Проводник, на удивление, хорошо ориентировался в препятствиях и знал проход. Он заорал кому-то невидимому за стеной на ломаном русском:

– Шурави! Не стреляй! Друзья!

Часовой крикнул:

– Проходи! – и махнул рукой.

Мы подошли к высоким массивным воротам, афганец дернул за подвешенную связку склянок. Хороший звонок! Калитка отворилась, оттуда высунулся заспанный солдат:

– Чаво пришли? Кто такие? Чаво нада?

– Боец, проводи меня к старшему поста, я – старший лейтенант из первого батальона! – ответил я хмуро.

– Все что ли с первого? – ехидно произнес солдатик.

– Не ухмыляйся, умник, это проводники. Веди к начальству, – подтолкнул я в грудь юмориста.

– Кто тут ко мне пришел? – недовольно спросил вышедший из бункера капитан.

– Ростовцев, замполит первой роты! – представился я, здороваясь с хозяином заставы.

– А-а-а. Привет! – протянул, зевая, офицер.

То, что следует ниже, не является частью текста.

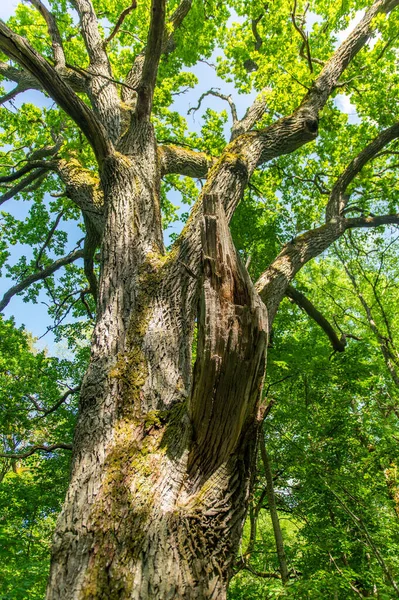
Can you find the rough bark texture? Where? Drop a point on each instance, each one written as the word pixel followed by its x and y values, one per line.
pixel 163 454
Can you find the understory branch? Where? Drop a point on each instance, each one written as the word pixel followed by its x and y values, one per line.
pixel 46 272
pixel 37 448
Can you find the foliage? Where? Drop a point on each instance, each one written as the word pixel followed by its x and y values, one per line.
pixel 331 431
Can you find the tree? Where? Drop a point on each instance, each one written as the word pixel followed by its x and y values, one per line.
pixel 164 453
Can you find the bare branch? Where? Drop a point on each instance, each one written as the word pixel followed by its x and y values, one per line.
pixel 56 40
pixel 90 245
pixel 135 74
pixel 303 35
pixel 61 401
pixel 37 448
pixel 338 197
pixel 119 22
pixel 336 65
pixel 175 159
pixel 12 93
pixel 214 92
pixel 57 264
pixel 17 48
pixel 274 282
pixel 338 343
pixel 145 90
pixel 278 536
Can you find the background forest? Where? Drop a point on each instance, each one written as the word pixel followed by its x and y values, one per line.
pixel 329 463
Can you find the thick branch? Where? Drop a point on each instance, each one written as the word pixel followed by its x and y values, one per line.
pixel 37 448
pixel 29 82
pixel 232 338
pixel 17 48
pixel 57 264
pixel 83 188
pixel 338 343
pixel 252 115
pixel 56 40
pixel 135 74
pixel 120 20
pixel 214 92
pixel 333 69
pixel 338 197
pixel 175 159
pixel 152 56
pixel 273 283
pixel 91 34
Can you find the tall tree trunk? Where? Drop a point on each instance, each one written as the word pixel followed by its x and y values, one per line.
pixel 163 459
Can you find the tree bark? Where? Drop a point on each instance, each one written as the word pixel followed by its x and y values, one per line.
pixel 163 458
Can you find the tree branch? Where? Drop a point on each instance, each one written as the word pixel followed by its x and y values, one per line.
pixel 35 175
pixel 19 89
pixel 37 449
pixel 56 40
pixel 338 197
pixel 145 90
pixel 61 401
pixel 252 115
pixel 17 48
pixel 119 22
pixel 61 262
pixel 338 343
pixel 214 92
pixel 135 74
pixel 278 536
pixel 273 283
pixel 175 159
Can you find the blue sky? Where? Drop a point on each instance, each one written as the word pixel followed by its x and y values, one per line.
pixel 34 317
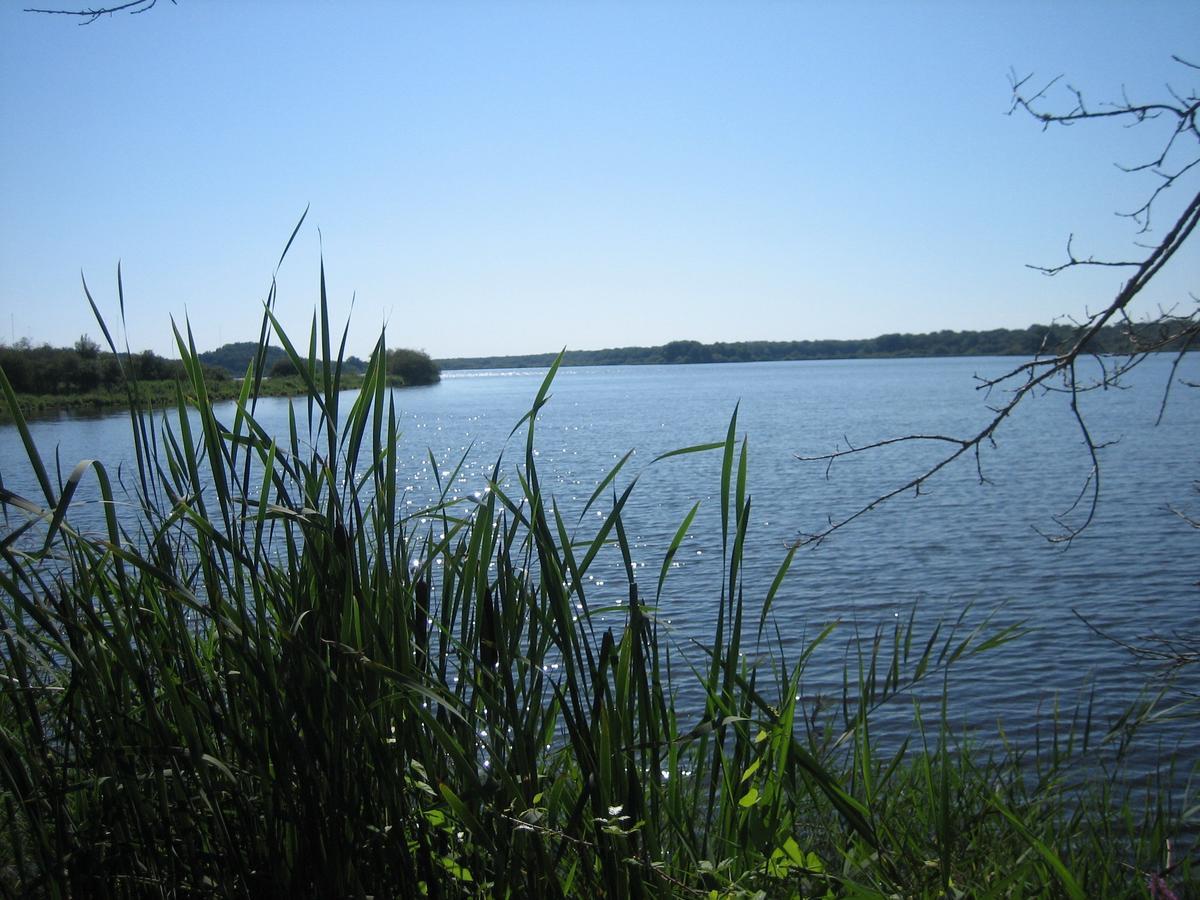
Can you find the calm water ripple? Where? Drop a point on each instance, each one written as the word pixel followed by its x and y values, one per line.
pixel 961 544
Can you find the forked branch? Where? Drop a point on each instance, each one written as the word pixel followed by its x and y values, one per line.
pixel 1056 370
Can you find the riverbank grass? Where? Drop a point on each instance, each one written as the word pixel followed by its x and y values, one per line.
pixel 261 678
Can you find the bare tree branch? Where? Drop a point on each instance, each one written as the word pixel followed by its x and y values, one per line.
pixel 1056 371
pixel 89 16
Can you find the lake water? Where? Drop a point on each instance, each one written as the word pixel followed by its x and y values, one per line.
pixel 1133 573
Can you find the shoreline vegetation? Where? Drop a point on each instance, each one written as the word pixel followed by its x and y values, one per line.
pixel 1031 341
pixel 84 379
pixel 264 678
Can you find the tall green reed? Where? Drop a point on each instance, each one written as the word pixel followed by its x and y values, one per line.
pixel 268 679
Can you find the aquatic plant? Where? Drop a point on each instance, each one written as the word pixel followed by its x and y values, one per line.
pixel 263 677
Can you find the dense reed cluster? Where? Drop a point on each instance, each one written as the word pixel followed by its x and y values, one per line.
pixel 261 679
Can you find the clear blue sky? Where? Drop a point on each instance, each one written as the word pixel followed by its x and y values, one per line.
pixel 514 178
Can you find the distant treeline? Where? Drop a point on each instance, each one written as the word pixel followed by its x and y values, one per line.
pixel 997 342
pixel 84 369
pixel 408 367
pixel 234 358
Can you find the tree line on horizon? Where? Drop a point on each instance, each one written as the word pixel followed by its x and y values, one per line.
pixel 85 369
pixel 997 342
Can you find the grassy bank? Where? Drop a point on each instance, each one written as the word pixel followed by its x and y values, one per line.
pixel 159 394
pixel 265 681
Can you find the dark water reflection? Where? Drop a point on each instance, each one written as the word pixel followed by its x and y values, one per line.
pixel 1133 573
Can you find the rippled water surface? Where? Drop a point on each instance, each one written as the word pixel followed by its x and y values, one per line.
pixel 960 544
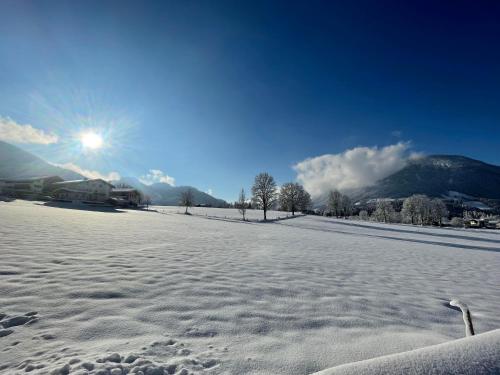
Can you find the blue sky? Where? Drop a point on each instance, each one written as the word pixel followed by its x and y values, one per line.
pixel 213 92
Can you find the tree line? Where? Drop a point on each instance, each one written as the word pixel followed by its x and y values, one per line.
pixel 266 195
pixel 292 197
pixel 417 210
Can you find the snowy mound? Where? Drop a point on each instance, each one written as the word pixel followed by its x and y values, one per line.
pixel 472 355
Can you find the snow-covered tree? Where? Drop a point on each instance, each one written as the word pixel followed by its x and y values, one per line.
pixel 438 211
pixel 187 199
pixel 264 193
pixel 290 195
pixel 294 198
pixel 242 204
pixel 363 215
pixel 384 211
pixel 410 210
pixel 457 222
pixel 417 209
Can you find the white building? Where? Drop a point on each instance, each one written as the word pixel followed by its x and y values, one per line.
pixel 31 188
pixel 96 190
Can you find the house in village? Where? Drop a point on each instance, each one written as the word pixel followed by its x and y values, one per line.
pixel 29 188
pixel 94 190
pixel 126 196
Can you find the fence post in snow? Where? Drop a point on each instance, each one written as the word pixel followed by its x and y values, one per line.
pixel 469 329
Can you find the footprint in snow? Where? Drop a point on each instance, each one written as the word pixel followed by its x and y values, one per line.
pixel 7 322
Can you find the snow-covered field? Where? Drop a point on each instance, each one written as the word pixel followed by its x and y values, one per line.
pixel 198 294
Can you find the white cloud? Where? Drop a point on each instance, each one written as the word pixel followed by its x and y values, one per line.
pixel 155 175
pixel 11 131
pixel 351 169
pixel 111 176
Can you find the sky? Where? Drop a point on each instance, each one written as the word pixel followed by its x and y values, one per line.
pixel 210 93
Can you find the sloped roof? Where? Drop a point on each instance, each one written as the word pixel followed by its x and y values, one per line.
pixel 71 182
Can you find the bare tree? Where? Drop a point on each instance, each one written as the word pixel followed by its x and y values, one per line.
pixel 384 211
pixel 147 201
pixel 305 201
pixel 264 192
pixel 293 197
pixel 438 211
pixel 346 205
pixel 242 204
pixel 363 215
pixel 187 199
pixel 335 203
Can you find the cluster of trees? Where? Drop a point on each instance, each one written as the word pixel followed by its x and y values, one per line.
pixel 417 209
pixel 339 205
pixel 290 197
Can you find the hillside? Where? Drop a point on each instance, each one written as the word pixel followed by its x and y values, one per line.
pixel 168 195
pixel 17 163
pixel 436 176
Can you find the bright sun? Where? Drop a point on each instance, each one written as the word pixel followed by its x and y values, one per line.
pixel 91 140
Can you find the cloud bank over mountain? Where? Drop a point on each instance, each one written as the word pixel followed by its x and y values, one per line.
pixel 156 175
pixel 11 131
pixel 89 173
pixel 352 169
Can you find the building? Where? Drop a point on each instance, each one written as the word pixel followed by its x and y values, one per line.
pixel 29 188
pixel 95 191
pixel 126 196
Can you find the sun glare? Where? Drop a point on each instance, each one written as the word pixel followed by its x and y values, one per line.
pixel 91 140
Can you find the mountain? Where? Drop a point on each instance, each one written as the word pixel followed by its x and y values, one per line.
pixel 438 176
pixel 16 163
pixel 167 195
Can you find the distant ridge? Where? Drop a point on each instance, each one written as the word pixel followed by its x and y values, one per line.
pixel 436 176
pixel 15 163
pixel 167 195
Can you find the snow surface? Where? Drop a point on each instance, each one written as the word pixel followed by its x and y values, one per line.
pixel 214 295
pixel 475 355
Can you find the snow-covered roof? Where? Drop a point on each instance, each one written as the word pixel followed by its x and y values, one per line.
pixel 71 182
pixel 124 190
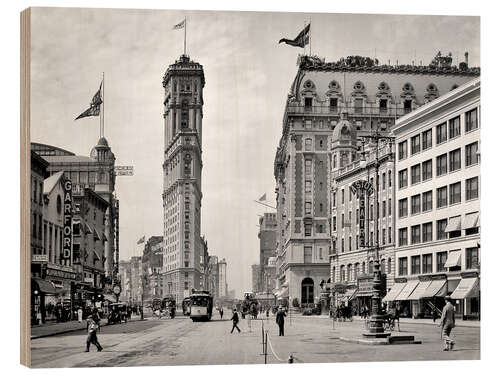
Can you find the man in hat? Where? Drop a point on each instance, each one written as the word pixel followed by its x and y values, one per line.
pixel 235 320
pixel 447 323
pixel 280 320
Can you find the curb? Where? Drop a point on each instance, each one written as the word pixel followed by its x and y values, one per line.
pixel 72 330
pixel 377 342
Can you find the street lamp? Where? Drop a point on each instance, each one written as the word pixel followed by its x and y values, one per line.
pixel 376 326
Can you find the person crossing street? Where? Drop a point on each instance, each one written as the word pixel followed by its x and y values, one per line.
pixel 280 320
pixel 235 320
pixel 447 324
pixel 92 327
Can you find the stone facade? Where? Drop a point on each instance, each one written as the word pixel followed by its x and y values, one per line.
pixel 183 83
pixel 369 95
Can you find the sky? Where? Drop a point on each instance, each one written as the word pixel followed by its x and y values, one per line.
pixel 248 76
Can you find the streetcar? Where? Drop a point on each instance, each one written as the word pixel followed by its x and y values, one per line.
pixel 186 304
pixel 201 306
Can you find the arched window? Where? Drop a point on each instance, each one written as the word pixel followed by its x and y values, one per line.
pixel 307 291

Это был капитан Самсонов, заместитель командира второго батальона по политчасти.

– Ты мою должность прибыл принимать? – грустно улыбнулся он.

– Да нет. Дорогу в дивизию ищем. Шучу. Техника у реки завязла в песке. Нужен танк или тягач: дернуть машины на дорогу. А должность вашу, не буду отрицать, предлагали, но я отказался.

– Жаль, что отказался, я бы в какое-нибудь спокойное место уже уехал. Сижу тут неделю, как отшельник. Комбат в Союз заменился, зам по тылу где-то прячется на складах, зампотеха, беднягу, по прокуратурам затаскали. То в Баграм, то в Кабул. Все из-за халатного отношения к хранению ядовитых жидкостей.

– Слышал о вашей беде. Сочувствую. Ну так как, танком поможете?

– Нет. Не могу. Аккумуляторов нет. Их зампотех увез в полк, на зарядку, неделю назад. Там его с должности сняли. Теперь ни зампотеха, ни аккумуляторов. Ступай пешком в дивизию по этой грунтовой дороге. Там помогут. Пойдем покажу, куда и как выбраться.

Мы вышли за ворота, и Самсонов удивленно уставился на сидящих вдоль стены афганцев.

– А это что за духи? Ты с ума сошел, с басмачами бродишь по зеленке! – воскликнул капитан.

– Они уверяли, что представляют собой отряд самообороны. Дорогу показали и по всем вашим проходам в минных полях провели, – ухмыльнулся я.

Самсонов выругался матом, озадаченно почесал затылок и задумался.

Штабная жизнь дивизии кипела и била ключом. Множество офицеров, переодетых в пятнистые маскхалаты, бегали с бумажками из кабинета в кабинет. Но особенно бурлил политотдел. Машинистки трещали, сидя за печатными машинками, словно пулеметчицы. Кто-то громко диктовал по телефону отчет, ругался из-за задержки новой стенной печати, требовал выпуска листовок с описанием чьего-то подвига. Кто-то возмущался несвоевременному выходу в свет дивизионной многотиражки. Из приоткрытой двери заместителя начпо Бойдукова раздавалась громкая брань по поводу отсутствия политдонесений из района боевых действий. Создавалось ощущение, что вся война и боевые действия шли не в зеленке, а в штабах. От меня отмахивались, как от назойливой надоедливой мухи. Варианты ответов: «Отстань, не до тебя!», «Ничего не знаю, не в моей компетенции!».